Here’s the first poem from my index card boxes for poems that start with the letter V:
vacant lot—
a dozen grasshoppers
ticking in a jar
I hope the last line in this poem comes as a small surprise. A young boy (no doubt) has been collecting these grasshoppers, for whatever purpose, perhaps amusement. Will they be released? Was there some other purpose to this task, perhaps useful? I think of a particular vacant lot that was not far from our house when I was growing up—and it was right next door to the house where one of my best friends in grade five lived, Colin Steele. We were both on a soccer team coached by his dad (see his obituary). As a kid I believed my friend’s dad used to be a professional player for Motherwell in the Scottish league. Although I don’t know if that was true, he was definitely born in Motherwell, and to this day I follow Motherwell in the standings. My friend and I used to play in that field, though not necessarily soccer, and I suppose it must have had grasshoppers.
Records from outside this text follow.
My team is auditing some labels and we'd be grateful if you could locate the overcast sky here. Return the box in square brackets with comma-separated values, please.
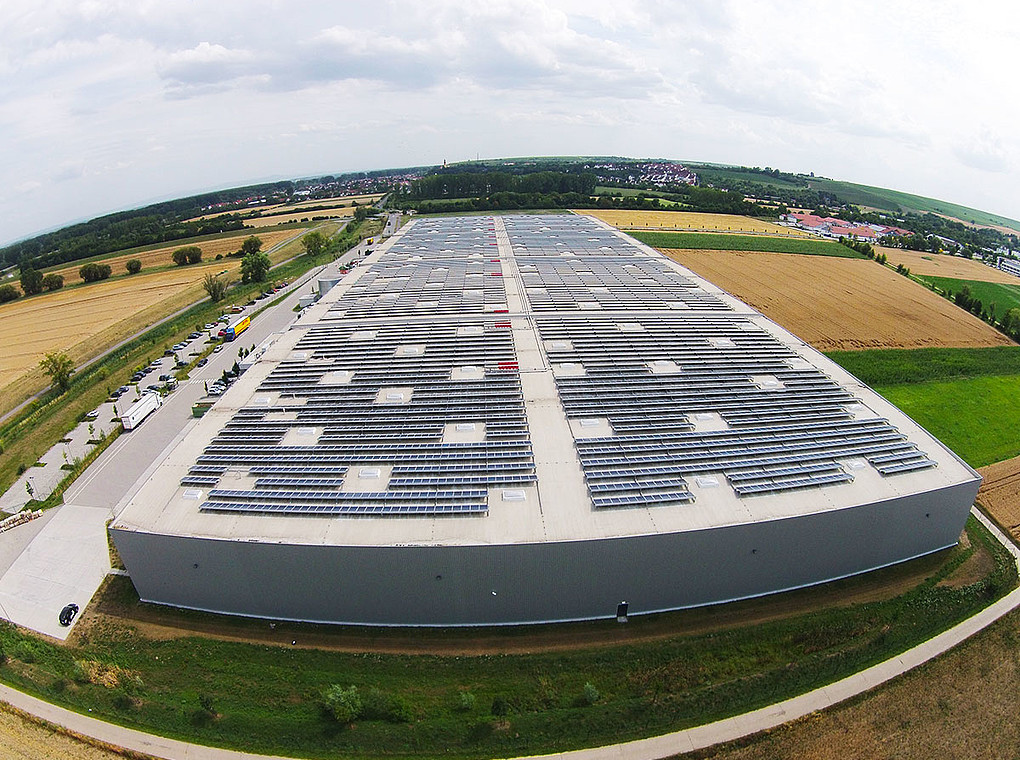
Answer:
[0, 0, 1020, 244]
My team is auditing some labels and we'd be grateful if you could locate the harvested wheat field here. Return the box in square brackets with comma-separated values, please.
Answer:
[574, 209, 816, 238]
[47, 228, 304, 285]
[0, 261, 213, 388]
[245, 207, 354, 226]
[977, 457, 1020, 539]
[878, 248, 1020, 285]
[664, 250, 1012, 351]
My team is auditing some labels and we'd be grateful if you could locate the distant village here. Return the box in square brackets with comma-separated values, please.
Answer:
[779, 212, 913, 243]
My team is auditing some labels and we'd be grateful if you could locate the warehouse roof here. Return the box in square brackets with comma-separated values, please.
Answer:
[116, 214, 976, 545]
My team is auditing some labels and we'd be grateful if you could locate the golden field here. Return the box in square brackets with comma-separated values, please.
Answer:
[876, 248, 1020, 285]
[51, 230, 303, 285]
[245, 207, 354, 228]
[0, 225, 314, 410]
[664, 250, 1012, 351]
[574, 208, 815, 238]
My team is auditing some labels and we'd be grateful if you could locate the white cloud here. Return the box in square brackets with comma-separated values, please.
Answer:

It’s a serendipity to me that, just at the mention of a vacant lot, this tangentially related poem would bring back these memories.
I first wrote this poem on 26 October 2018, in Seabeck, Washington, at that year’s Seabeck Haiku Getaway. Garry Gay attended that year, and this poem was the third verse in a rengay we wrote together, titled “Forgotten.” I’ve not forgotten that our theme was forgotten things, and on 18 March 2019 we submitted our collaboration to the 2018 Seabeck anthology. That book, Sound of a Leaf, was published in 2020, and is available on Amazon.